In The Beginning... II ("Thank You Ashley Madison" intro excerpt 2)

     Brenda’s desk was near the copying machine and JB had a lot of copying to do. He flirted with Brenda. He was sleeping with as many women as would let him and he asked Brenda out. She accepted. They hit it off and began dating regularly.
     JB went to Brenda’s apartment after dates and there were frequently flowers, bottles of wine, and one of two theater tickets from Gene at her door. Brenda appeared all the more desirable. JB jacked up his smartest-guy-in-the-room routine. He invited Brenda to have dinner with his mother, whom he lived with. His parents had divorced years ago and his father, Bob, died of alcoholism when JB was twenty.
     Brenda instantly liked Therese. She liked JB’s brother and sisters, too. She enjoyed bantering with them about politics and art. Therese and Brenda bonded over stiff martinis and Brenda felt smart, posh, worldly.
     JB told Brenda he loved her and, after a while, Brenda said, “I love you,” back, even though she knew she didn’t mean it the way JB did.
     “Never say ‘I love you’ first,’” Cherise had told Brenda. “If a boy tells you he loves you, he wants one thing: to get in your pants. And never tell him how you feel deep down because he’ll throw it back in your face one day.” There was evidence her mother was right. Brenda’s friends were getting their hearts broken repeatedly but hers never was. Her heart was petrified.
     Brenda hoped to find true love not realizing it was impossible with an inaccessible heart. She looked for love while dating JB and on a cruise with her parents, Brenda had a romance with the ship’s doctor. Bjorn wanted to fly Brenda to Sweden and try living together. They corresponded for months and Brenda considered it. But Bjorn lived with his mother and middle-aged mentally handicapped brother and she opted out.
     One year later, Brenda placed an ad in a Montana newspaper stating that she wanted an adventurous life with the right cowboy. She got lots of letters and began writing to a lean, chiseled, handsome cowboy who sent her pictures of cattle carcasses curing on hooks, a pink T-shirt from a local bar, and a rattlesnake’s tail. They began talking on the phone. The cowboy mentioned a steer crushed his hip in a roping accident and he had trouble walking. Brenda let the crippled cowboy down.

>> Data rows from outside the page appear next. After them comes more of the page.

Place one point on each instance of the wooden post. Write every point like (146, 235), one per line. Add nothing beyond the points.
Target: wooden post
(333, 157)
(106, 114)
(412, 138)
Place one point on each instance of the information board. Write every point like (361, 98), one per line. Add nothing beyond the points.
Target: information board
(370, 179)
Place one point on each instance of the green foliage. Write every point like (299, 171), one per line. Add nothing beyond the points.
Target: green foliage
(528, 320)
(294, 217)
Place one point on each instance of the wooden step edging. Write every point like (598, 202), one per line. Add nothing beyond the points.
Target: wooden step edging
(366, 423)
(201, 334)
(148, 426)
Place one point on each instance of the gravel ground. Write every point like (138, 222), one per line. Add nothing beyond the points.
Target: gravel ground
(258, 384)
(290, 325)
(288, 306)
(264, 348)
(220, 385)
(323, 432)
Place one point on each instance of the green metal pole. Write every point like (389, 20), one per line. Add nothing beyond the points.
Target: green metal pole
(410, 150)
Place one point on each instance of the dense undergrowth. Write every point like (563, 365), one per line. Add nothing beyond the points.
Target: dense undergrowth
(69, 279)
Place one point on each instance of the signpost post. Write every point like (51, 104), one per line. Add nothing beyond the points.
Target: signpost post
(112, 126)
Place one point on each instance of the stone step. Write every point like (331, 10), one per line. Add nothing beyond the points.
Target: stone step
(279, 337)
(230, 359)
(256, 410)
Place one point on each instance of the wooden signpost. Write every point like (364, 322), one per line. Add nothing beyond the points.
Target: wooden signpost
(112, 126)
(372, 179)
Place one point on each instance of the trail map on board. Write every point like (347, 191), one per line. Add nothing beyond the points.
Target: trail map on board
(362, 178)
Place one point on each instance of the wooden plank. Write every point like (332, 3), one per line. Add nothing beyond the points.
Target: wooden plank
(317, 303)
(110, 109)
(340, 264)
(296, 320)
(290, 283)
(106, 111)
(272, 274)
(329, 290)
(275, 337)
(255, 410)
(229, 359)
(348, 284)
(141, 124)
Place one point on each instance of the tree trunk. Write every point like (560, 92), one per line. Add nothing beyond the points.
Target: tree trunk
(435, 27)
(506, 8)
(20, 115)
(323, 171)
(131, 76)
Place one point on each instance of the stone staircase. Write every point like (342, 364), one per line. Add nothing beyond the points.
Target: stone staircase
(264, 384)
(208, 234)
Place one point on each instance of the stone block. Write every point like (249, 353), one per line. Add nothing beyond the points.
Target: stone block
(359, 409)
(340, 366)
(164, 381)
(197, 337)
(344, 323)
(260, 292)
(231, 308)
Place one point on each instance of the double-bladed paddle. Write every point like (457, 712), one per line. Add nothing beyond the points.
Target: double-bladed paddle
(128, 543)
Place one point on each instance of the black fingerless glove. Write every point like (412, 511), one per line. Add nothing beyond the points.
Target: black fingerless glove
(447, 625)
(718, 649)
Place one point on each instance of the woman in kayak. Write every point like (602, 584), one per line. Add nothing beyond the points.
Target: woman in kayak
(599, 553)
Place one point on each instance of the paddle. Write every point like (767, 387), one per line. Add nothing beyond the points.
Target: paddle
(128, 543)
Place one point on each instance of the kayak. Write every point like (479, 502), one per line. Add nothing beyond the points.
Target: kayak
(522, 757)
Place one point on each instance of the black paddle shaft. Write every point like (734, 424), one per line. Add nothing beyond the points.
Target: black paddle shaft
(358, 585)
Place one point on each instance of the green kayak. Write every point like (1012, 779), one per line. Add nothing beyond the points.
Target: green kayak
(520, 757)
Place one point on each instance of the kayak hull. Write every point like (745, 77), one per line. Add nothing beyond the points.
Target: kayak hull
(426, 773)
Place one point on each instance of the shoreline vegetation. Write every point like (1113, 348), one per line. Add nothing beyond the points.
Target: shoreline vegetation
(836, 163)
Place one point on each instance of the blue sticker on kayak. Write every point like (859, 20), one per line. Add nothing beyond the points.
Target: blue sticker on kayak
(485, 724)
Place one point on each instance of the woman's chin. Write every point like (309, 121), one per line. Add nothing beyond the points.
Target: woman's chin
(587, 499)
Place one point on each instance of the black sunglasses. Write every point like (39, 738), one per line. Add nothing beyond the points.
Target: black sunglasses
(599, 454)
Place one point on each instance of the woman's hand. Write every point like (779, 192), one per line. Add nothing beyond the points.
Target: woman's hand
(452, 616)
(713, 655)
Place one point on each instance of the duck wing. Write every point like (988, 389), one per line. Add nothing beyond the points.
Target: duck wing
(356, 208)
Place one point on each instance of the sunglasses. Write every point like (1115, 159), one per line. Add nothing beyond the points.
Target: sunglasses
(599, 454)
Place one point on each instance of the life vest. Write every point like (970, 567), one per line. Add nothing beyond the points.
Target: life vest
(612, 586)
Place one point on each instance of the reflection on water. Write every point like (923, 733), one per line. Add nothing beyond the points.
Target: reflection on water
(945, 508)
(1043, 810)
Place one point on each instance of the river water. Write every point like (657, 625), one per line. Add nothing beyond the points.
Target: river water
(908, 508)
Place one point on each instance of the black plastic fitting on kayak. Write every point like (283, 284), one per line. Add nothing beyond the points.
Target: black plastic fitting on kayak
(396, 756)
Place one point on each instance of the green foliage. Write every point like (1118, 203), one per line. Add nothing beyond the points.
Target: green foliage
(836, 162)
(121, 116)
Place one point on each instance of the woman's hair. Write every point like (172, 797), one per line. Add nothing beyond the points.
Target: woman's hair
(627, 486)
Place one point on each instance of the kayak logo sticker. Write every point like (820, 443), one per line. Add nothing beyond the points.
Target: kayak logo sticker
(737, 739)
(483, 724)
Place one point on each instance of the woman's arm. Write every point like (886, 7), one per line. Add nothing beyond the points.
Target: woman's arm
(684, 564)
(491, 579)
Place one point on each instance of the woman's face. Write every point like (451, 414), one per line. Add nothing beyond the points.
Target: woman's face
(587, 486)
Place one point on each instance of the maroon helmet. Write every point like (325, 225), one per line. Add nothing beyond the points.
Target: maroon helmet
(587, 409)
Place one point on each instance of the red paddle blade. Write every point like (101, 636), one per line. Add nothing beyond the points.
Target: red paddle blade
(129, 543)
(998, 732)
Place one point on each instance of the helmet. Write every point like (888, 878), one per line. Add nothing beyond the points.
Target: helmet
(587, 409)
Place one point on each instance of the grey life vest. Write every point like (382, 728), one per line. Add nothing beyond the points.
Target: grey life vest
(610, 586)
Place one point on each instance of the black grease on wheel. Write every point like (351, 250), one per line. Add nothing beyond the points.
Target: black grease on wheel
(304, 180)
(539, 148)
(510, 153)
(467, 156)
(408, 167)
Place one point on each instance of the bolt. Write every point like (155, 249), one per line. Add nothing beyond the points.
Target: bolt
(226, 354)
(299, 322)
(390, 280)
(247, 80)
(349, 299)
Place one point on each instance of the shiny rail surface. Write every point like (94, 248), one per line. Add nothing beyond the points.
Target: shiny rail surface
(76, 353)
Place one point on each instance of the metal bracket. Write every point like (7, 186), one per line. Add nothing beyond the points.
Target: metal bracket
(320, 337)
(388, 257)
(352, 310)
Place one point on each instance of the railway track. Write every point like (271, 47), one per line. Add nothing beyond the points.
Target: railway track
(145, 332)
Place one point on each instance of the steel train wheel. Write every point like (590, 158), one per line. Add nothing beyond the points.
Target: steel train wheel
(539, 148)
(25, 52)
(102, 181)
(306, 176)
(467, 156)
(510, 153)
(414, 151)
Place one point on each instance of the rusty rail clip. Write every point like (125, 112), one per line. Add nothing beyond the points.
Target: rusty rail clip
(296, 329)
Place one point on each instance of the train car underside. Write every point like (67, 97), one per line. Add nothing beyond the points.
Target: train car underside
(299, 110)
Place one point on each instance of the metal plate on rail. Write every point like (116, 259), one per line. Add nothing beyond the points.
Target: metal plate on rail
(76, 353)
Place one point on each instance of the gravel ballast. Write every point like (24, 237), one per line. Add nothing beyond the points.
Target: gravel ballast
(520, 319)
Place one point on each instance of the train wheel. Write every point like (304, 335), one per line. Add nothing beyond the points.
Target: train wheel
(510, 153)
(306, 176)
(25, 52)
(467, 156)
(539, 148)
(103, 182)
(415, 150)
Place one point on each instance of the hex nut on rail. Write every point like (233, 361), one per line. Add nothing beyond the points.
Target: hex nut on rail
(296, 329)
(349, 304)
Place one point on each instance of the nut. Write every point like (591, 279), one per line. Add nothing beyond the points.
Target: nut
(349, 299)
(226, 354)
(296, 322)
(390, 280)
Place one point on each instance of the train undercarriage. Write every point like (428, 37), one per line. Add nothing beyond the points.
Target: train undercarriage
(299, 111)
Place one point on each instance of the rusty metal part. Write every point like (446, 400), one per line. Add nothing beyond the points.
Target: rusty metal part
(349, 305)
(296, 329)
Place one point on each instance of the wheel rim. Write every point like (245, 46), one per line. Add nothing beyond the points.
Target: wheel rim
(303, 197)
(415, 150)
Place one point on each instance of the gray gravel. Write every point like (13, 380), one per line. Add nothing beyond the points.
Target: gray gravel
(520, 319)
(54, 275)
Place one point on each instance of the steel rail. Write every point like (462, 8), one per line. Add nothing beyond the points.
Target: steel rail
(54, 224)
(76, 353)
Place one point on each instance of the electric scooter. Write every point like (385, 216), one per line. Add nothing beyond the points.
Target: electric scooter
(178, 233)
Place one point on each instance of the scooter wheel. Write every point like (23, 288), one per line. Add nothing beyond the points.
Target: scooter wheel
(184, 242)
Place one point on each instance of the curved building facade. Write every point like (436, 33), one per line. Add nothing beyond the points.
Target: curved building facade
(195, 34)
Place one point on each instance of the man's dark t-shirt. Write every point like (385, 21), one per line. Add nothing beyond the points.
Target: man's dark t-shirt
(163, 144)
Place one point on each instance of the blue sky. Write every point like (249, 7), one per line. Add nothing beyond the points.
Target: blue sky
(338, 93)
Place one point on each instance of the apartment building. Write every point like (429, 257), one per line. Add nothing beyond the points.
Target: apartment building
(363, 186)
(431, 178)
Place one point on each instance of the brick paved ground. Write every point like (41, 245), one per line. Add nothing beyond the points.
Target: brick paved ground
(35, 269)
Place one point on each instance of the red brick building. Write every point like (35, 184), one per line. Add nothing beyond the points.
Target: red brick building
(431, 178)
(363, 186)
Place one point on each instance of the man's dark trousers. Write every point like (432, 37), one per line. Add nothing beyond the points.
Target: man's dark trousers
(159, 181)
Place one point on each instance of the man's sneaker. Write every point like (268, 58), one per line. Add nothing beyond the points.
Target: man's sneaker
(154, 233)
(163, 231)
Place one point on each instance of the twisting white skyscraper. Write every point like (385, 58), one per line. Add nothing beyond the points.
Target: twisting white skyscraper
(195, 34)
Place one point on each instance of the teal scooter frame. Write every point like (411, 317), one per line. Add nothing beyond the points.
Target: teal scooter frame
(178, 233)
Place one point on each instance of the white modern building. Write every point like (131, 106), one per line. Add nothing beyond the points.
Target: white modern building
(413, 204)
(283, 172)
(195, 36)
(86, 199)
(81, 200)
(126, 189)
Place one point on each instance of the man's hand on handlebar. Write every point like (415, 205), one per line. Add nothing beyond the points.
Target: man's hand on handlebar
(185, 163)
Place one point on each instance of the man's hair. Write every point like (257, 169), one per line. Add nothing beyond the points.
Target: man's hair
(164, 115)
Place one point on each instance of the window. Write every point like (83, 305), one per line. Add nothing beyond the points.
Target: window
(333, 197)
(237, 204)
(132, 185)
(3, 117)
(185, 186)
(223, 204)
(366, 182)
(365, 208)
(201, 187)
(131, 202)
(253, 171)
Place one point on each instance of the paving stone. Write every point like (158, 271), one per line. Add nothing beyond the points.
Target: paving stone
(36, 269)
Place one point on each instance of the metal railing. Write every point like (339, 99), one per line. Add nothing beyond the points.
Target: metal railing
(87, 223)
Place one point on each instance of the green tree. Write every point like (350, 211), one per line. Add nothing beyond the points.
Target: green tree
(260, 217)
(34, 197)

     Brenda felt guilty looking for someone while dating JB so she broke up with him. JB was hurt. He began getting laid as much as possible and Brenda dated a string of men but found she wasn’t attracted to any of them. JB was the best man to show up, Brenda concluded. She called him and he took her back.
     Bartenders, cab drivers, and people Brenda interviewed for stories routinely asked why she wasn’t married. Brenda hated that question. She never came up a good comeback. Trish, who was almost two years younger, got married and at her wedding Aunt Edie pulled Brenda aside and said, “You’re not getting any younger you know. And if you want kids . . .” Brenda looked around Trish’s reception and observed couples. True love was bullshit, she decided. People settled.